LaPrade Christopher M, James Evan W, LaPrade Robert F, Engebretsen Lars
Steadman Philippon Research Institute, Vail, Colorado.
Department of Orthopaedic Surgery, Oslo University Hospital and Faculty of Medicine, University of Oslo and Oslo Sports Trauma Research Center, Oslo, Norway.
J Knee Surg. 2015 Feb;28(1):35-44. doi: 10.1055/s-0034-1390028. Epub 2014 Sep 26.

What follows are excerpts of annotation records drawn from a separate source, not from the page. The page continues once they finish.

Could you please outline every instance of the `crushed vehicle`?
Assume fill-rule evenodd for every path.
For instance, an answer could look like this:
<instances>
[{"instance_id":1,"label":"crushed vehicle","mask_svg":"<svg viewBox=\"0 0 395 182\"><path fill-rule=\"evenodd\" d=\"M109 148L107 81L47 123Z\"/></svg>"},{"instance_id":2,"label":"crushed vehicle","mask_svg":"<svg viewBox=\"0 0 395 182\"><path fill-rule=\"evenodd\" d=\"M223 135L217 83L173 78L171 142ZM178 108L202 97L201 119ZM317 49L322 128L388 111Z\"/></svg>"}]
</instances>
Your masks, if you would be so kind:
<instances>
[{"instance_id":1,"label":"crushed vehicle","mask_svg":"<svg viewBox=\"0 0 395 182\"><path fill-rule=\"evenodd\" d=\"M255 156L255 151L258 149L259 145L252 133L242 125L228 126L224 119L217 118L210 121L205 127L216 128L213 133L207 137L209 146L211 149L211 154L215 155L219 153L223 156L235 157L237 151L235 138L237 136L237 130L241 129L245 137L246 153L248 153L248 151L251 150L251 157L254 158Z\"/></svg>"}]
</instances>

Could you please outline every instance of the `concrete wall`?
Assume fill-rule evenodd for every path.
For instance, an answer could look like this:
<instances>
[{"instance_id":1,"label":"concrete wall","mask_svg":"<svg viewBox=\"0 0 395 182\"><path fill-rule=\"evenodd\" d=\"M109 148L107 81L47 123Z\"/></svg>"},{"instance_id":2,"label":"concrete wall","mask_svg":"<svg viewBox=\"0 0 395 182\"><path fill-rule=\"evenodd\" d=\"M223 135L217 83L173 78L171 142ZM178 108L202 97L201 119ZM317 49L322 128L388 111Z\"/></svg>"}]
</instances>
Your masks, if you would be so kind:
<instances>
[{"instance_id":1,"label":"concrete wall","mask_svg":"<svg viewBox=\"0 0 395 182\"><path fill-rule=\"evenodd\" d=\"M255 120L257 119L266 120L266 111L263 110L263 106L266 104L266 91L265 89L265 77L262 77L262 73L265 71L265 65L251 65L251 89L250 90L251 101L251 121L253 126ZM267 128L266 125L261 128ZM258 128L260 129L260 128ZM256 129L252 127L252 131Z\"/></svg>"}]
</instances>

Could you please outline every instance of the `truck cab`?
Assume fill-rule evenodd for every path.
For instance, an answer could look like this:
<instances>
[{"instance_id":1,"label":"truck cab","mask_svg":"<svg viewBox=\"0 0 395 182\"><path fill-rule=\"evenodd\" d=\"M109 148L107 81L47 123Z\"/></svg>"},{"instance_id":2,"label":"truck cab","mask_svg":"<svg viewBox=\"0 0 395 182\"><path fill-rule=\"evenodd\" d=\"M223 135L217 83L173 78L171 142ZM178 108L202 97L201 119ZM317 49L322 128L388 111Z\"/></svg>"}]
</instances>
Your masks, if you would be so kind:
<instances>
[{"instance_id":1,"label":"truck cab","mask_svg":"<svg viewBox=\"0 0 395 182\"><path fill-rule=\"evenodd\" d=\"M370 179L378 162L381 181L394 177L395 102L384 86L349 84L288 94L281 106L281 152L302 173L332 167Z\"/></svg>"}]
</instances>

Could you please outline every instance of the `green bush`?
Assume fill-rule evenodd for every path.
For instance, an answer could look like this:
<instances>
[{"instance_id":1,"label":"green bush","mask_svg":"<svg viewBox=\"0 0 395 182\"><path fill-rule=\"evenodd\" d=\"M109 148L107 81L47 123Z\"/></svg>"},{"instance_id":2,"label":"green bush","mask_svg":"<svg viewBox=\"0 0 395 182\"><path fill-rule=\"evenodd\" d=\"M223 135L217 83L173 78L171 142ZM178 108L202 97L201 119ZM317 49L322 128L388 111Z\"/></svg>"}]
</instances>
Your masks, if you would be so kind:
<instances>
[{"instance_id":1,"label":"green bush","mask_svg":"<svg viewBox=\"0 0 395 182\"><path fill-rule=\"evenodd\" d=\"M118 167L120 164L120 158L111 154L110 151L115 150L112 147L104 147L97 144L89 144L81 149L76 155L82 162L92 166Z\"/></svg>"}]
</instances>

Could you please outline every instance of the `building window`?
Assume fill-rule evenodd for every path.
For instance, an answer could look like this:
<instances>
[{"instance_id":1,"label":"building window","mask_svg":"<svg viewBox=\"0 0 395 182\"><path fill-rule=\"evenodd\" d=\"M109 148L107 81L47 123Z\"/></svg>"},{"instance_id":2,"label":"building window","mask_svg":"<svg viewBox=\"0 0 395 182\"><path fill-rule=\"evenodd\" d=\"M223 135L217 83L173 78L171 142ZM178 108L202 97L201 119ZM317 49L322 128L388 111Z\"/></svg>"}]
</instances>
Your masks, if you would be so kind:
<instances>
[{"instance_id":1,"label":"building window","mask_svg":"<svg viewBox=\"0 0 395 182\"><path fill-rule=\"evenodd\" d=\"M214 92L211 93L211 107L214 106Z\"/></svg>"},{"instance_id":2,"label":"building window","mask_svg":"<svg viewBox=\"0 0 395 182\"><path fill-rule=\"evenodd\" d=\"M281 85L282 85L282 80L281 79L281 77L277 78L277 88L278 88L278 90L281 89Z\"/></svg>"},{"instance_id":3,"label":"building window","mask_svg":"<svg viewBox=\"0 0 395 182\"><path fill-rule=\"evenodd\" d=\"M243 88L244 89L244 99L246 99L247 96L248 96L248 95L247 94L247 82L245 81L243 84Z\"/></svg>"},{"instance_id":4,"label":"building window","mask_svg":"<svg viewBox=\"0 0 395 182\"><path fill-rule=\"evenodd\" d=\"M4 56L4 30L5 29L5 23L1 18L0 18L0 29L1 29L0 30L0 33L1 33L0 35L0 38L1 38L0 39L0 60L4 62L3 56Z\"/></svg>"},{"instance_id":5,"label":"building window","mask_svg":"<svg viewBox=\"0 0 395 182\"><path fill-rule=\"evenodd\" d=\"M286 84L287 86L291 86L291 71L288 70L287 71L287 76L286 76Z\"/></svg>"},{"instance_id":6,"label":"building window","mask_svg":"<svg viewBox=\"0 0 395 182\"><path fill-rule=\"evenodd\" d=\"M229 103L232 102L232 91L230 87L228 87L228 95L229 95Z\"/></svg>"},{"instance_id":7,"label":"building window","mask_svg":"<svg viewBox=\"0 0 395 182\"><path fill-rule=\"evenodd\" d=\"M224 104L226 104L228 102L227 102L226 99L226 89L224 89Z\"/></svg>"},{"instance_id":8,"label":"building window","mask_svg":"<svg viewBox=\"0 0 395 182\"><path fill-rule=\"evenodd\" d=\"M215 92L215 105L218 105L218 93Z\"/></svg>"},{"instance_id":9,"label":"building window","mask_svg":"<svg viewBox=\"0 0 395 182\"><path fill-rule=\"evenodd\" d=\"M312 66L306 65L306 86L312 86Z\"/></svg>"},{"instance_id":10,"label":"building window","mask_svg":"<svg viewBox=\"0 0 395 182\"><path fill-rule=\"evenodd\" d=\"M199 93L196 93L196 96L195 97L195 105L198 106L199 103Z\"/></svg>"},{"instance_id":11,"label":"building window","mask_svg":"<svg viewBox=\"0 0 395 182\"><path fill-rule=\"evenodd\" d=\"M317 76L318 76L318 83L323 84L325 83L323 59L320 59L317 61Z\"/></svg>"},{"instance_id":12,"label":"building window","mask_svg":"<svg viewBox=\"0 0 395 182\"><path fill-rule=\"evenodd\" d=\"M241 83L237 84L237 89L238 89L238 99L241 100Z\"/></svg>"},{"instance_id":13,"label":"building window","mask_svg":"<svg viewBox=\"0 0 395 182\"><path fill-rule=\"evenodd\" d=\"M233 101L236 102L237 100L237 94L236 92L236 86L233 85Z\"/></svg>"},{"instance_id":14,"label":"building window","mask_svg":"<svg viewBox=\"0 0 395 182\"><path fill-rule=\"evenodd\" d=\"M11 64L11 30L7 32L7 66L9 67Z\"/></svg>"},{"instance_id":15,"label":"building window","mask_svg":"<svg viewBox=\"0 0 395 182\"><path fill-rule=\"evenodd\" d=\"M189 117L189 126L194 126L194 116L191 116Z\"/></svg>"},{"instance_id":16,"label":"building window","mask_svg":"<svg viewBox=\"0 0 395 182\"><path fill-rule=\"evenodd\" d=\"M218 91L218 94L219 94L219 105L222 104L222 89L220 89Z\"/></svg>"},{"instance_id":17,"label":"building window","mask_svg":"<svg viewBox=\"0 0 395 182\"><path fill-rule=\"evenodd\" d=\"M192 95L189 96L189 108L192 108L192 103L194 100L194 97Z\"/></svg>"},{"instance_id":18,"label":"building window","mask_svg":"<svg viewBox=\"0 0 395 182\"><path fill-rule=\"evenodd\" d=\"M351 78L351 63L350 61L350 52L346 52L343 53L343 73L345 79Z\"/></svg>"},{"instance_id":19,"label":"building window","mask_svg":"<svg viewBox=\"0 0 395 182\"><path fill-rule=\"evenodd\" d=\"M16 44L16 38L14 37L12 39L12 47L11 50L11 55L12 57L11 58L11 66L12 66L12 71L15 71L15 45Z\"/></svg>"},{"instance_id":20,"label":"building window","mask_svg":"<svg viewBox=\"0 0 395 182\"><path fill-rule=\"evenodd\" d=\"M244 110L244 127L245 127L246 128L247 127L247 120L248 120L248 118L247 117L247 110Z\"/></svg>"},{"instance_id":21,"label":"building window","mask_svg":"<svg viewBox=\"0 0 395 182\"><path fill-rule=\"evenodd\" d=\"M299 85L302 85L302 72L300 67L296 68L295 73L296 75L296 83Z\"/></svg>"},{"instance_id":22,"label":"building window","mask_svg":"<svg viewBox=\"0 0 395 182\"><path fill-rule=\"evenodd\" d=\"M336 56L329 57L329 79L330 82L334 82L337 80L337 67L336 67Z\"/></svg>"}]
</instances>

In recent years, the use of biologics for the primary treatment and augmentation of treatment in patients with knee pathology has increased substantially. Techniques and applications for biologic preparations such as platelet-rich plasma (PRP) and mesenchymal stem cells (MSCs) have been developed and refined to increase the healing response in bone, ligaments, cartilage, meniscal tissue, and other areas of the knee. Beginning with basic science and animal models, and finally proceeding to clinical human trials, the effect of biologics on clinical outcomes has been widely studied; however, many results have been inconclusive on their true effectiveness. The purpose of this article is to review current strategies for evaluating outcomes after biologic treatment and to propose new recommendations for assessing outcomes following the use of biologics in the knee. In addition, the importance of study design, current challenges, and future directions will be reviewed to describe the current standards for future studies to follow.
近年来,生物制剂在膝关节病变患者的初始治疗及强化治疗中的应用显著增加。诸如富血小板血浆(PRP)和间充质干细胞(MSCs)等生物制剂的技术及应用已得到开发和完善,以增强骨骼、韧带、软骨、半月板组织及膝关节其他部位的愈合反应。从基础科学和动物模型开始,最终进入人体临床试验,生物制剂对临床结局的影响已得到广泛研究;然而,关于其真正疗效的许多结果尚无定论。本文旨在回顾生物治疗后评估结局的当前策略,并就膝关节使用生物制剂后评估结局提出新的建议。此外,还将回顾研究设计的重要性、当前挑战及未来方向,以描述未来研究应遵循的当前标准。